Verdandi apparut au nord.
– Nous vous attendions.
Skuld avança par l’ouest, mais silencieuse, sa tête dissimulée sous sa capuche. Helgi cependant sentait son regard sur elle, perçant et pénétrant. Urd apparût subitement juste devant elle et la fit sursauter.
– Jeune fille. Ta quête de réponses s’achève ici. L’Atreum t’y est ouvert.
Sa main squelettique et pâle lui tendit une clé. Helgi la prit et la rangea dans la poche accrochée à sa ceinture. Urd recula, et se plaça face aux trois arrivants, et fut rejointe par ses deux sœurs. Ses mains chacune dans une main d’une de ses sœurs, elle commença :
– Vous avez franchi les portes de la Citadelle du Savoir.
– Des règles sont à respecter, poursuivit Verdandi
– Ou la Citadelle vous en fera payer le prix, termina Skuld.

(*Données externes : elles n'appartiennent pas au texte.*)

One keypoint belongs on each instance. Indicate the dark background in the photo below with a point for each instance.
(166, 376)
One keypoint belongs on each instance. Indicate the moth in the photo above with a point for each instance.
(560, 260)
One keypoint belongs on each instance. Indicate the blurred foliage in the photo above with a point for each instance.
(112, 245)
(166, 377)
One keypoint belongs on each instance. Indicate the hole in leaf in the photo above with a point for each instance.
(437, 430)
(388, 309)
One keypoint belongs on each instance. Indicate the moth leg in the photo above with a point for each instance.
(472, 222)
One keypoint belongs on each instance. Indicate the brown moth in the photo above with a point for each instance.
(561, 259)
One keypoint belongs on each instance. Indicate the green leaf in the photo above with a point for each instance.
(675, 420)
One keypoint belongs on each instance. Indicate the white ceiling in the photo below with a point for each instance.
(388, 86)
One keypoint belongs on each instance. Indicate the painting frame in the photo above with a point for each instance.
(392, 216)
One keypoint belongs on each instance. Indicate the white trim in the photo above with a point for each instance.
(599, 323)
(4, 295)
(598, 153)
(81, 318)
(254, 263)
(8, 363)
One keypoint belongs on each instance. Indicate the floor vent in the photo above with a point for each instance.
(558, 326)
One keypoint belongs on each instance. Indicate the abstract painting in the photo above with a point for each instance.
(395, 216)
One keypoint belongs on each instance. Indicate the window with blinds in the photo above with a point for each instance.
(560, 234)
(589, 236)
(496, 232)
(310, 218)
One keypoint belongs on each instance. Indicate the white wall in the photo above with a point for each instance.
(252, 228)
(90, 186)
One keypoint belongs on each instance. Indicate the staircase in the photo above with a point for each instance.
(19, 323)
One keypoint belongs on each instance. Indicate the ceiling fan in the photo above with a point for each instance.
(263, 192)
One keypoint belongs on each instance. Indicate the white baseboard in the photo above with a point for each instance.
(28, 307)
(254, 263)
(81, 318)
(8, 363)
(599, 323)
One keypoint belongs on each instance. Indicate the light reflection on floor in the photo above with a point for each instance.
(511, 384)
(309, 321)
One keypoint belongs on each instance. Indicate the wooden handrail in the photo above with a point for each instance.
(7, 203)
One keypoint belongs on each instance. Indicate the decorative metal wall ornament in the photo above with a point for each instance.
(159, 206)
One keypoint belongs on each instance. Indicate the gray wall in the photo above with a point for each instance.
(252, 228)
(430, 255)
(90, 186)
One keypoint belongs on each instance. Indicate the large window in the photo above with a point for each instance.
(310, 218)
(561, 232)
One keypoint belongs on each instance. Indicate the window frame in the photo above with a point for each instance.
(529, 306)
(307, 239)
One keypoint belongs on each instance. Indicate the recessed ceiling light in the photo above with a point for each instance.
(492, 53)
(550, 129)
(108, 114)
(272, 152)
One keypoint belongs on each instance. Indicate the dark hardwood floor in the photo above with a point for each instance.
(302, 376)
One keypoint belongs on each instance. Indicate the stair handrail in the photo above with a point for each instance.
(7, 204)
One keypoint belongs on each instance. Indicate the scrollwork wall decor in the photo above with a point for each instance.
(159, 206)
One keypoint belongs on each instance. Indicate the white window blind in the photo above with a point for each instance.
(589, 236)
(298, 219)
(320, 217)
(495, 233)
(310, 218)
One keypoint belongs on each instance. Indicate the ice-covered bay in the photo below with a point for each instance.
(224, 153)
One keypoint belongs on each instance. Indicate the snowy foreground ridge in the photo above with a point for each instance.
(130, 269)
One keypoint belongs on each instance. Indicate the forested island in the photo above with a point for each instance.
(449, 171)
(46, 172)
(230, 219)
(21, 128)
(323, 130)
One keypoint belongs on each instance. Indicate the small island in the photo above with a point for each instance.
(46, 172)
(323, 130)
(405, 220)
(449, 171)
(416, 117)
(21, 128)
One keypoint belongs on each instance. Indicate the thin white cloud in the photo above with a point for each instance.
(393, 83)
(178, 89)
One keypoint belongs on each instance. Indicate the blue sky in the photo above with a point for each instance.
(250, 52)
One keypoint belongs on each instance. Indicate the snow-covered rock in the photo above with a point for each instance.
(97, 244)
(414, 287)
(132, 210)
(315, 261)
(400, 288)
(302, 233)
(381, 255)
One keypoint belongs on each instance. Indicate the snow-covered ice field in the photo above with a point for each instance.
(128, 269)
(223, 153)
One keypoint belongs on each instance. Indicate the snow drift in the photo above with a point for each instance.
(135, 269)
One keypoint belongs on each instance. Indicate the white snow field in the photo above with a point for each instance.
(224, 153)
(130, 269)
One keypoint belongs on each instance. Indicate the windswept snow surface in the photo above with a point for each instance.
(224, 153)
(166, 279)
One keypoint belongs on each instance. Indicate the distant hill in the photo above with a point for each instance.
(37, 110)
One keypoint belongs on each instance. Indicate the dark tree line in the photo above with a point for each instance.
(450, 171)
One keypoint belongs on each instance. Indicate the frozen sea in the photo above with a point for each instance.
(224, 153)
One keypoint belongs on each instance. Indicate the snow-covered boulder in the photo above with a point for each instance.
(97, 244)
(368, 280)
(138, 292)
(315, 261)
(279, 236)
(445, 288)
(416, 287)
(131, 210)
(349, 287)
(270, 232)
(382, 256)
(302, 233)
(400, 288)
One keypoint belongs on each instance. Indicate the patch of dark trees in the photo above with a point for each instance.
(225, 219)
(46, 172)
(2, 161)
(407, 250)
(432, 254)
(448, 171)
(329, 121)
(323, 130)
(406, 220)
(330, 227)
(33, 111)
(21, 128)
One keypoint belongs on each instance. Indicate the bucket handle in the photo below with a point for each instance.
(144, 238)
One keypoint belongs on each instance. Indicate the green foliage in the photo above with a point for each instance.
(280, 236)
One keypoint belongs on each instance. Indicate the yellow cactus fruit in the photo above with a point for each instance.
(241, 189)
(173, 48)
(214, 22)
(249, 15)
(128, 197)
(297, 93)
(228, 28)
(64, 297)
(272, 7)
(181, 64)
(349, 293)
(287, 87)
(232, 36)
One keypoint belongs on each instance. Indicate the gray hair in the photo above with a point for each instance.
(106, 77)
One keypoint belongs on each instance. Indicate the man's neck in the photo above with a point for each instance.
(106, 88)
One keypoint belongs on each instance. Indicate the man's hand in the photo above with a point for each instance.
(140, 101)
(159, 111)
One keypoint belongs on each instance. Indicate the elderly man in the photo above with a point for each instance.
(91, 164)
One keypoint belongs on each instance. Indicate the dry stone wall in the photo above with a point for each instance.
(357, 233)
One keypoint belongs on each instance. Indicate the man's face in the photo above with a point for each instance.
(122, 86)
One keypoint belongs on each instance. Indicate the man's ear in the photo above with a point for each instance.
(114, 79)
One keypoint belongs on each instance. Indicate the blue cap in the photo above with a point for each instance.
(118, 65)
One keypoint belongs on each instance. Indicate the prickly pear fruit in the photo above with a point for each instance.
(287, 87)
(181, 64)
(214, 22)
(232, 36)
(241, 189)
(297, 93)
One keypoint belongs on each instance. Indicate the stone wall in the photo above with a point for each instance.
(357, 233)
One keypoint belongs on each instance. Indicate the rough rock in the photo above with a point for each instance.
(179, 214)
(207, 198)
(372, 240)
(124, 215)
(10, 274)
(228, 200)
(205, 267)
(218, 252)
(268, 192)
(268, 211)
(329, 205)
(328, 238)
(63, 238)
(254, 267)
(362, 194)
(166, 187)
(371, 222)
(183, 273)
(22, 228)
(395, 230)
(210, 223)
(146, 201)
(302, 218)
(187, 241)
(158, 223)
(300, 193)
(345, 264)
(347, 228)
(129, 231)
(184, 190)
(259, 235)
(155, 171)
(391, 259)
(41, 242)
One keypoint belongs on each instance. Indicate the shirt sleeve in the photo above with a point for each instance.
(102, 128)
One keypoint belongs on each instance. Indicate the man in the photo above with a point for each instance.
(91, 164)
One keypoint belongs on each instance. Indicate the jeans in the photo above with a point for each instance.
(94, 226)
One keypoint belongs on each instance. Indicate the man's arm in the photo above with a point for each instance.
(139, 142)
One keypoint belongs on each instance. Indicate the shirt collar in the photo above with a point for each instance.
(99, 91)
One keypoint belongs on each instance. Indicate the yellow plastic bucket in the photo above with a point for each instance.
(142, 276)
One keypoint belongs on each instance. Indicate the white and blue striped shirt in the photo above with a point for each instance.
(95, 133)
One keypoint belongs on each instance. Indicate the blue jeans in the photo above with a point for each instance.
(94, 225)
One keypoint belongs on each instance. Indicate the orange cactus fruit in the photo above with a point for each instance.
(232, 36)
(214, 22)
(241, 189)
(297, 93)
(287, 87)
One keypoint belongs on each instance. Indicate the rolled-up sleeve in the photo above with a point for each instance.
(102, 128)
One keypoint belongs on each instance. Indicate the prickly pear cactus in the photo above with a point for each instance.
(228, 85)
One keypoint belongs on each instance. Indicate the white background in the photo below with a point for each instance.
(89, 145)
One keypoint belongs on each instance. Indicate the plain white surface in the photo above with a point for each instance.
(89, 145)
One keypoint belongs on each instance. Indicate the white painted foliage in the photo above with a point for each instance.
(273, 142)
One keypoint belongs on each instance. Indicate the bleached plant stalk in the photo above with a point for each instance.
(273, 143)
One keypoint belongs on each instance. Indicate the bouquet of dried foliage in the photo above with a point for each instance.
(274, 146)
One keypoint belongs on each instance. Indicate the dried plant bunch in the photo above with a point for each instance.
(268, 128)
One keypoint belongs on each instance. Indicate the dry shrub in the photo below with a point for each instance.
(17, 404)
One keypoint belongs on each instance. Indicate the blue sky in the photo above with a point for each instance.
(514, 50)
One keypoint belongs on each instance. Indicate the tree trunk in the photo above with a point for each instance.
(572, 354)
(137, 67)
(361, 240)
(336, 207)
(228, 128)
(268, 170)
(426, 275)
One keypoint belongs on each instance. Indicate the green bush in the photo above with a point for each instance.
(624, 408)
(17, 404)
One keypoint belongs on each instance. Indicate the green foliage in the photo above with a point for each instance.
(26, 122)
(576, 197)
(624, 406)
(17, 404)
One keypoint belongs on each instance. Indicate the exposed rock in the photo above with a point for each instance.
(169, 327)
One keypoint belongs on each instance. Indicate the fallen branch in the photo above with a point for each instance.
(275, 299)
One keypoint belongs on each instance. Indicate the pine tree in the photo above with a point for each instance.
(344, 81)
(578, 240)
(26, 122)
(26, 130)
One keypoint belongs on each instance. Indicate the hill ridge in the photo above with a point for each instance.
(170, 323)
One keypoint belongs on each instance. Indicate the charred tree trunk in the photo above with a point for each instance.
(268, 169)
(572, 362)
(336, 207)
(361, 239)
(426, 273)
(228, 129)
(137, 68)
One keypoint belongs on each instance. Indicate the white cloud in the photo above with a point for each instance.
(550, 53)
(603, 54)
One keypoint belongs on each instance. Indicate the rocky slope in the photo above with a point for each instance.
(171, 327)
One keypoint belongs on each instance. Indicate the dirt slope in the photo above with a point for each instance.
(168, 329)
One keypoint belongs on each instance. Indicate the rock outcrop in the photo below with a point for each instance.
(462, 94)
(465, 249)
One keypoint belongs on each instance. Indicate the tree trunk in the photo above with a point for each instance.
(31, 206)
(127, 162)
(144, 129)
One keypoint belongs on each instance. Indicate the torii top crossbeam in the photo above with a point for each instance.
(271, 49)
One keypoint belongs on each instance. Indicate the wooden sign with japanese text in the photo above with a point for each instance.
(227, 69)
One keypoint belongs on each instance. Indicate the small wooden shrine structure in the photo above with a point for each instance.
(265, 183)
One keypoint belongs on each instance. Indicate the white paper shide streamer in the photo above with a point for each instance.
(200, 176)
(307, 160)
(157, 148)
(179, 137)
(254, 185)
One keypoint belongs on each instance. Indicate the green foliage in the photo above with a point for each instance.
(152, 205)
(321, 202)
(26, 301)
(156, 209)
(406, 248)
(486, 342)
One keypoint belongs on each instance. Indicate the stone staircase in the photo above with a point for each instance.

Et chacune leur tour, elles continuèrent :
– Le Savoir du Passé vous a été ouvert.
– Mais l’accès aux autres vous est fermé.
– L’esprit mortels perdra l’esprit s’il avait la connaissance du Tout.
– La Citadelle vous a offert le toit et le couvert.
– Mais elle garde fermé ce qui doit le rester.
– Vous serez banni, pris pour des fous, et mourrez aveugles et solitaires, aux moindres secrets dévoilés.
Et tels des mirages, elles disparurent.